В Оксфорде все они разъехались в разных направлениях: Фен и Дональд Феллоуз вернулись в колледж Сент-Кристоферс, Шейла Макгоу – в свои апартаменты на Уолтон-стрит, сэр Ричард Фримен – в свой дом на Боарс-Хилл, Джин Уайтлегг – к себе в колледж, Хелен и Изольда Хаскелл – сначала в театр, а потом в квартиру на Бомонт-стрит. Роберт, Рэйчел, Найджел и Николас отправились в «Булаву и Скипетр» в центре города. К среде, одиннадцатому октября, все они были в Оксфорде.
И в течение недели трое из этих одиннадцати умерли не своей смертью.
Ahi! Yseut, fille de roi,
Franche, cortoise, en bone foi…
Beroul[23]
Найджел Блейк прибыл в Оксфорд в пять часов двадцать минут после полудня и сразу поехал в «Булаву и Скипетр», где у него был заказан номер. Здание гостиницы никак нельзя было назвать одной из архитектурных жемчужин Оксфорда, о чем печально подумал Найджел, когда такси остановилось. Оно представляло собой причудливую смесь разных архитектурных направлений и больше всего напоминало огромный и чудовищно унылый ночной клуб-ресторан рядом с Бранденбургскими воротами в Берлине, в который однажды попал Найджел, где каждая комната должна была воплощать архитектурный стиль какого-нибудь народа – изображая его нарочито, романтически и неправдоподобно. Комната самого Найджела показалась ему гротескным подобием Пизанского баптистерия[24]. Он распаковал вещи, смыл грязь и усталость, без которых не обходится ни одно путешествие на поезде, и спустился на первый этаж в надежде найти что-нибудь выпить.
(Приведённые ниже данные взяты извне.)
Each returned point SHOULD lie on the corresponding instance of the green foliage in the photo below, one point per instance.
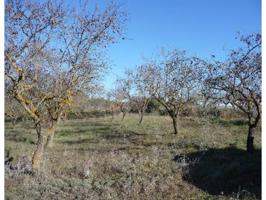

Было уже половина седьмого вечера. В баре и холле шел тот самый сдержанный, но гадкий спектакль театра марионеток, который представляет собой в цивилизованном обществе вступительные ритуалы секса. В целом это место осталось точно таким, каким Найджел его помнил, только студентов порядком поубавилось, а военных – заметно прибавилось. Несколько припозднившихся студентов-теологов богемного типа, видимо оставшихся на время каникул работать в городе или просто вернувшихся за несколько дней до начала занятий, со слащавыми вздохами несли чушь, обсуждая поэтичность концепции непорочного зачатия. Шумная компания офицеров ВВС с энтузиазмом пила пиво за барной стойкой. Было тут несколько древних стариков, а также разнородная смесь из студентов факультета искусств, школьных учителей и заезжих знаменитостей, которые часами просиживают в баре в надежде быть замеченными и без которых Оксфорд никогда не обходится. Пестрая группка женщин в компании юнцов моложе себя, без конца прибегавших к различным ухищрениям, дабы удержать внимание своих спутников, завершала эту картину. Парочка студентов-индийцев слонялась туда-сюда, довольно нарочито изображая праздность и демонстративно таская под мышкой томики популярных современных поэтов.
Найджел добыл себе выпивку и свободный стул и наконец устроился с легким вздохом облегчения. Здесь все осталось как прежде. «В Оксфорде, – думал он, – меняются лица, но типажи сохраняются, и из поколения в поколение и дела, и слова их одинаковы». Он зажег сигарету, огляделся и задумался, не навестить ли ему сегодня вечером Фена.
Без двадцати семь вошли Роберт Уорнер и Рэйчел. Найджел немного знал Роберта – поверхностное знакомство, результат череды встреч на литературных утренниках с ленчами, театральных вечеринках и премьерах – и радостно приветствовал его легким взмахом руки.
– Можно к вам присоединиться? – спросил Роберт. – Или вы погружены в размышления?
– Никак нет! – двусмысленно ответил Найджел. – Позвольте, я возьму вам выпить.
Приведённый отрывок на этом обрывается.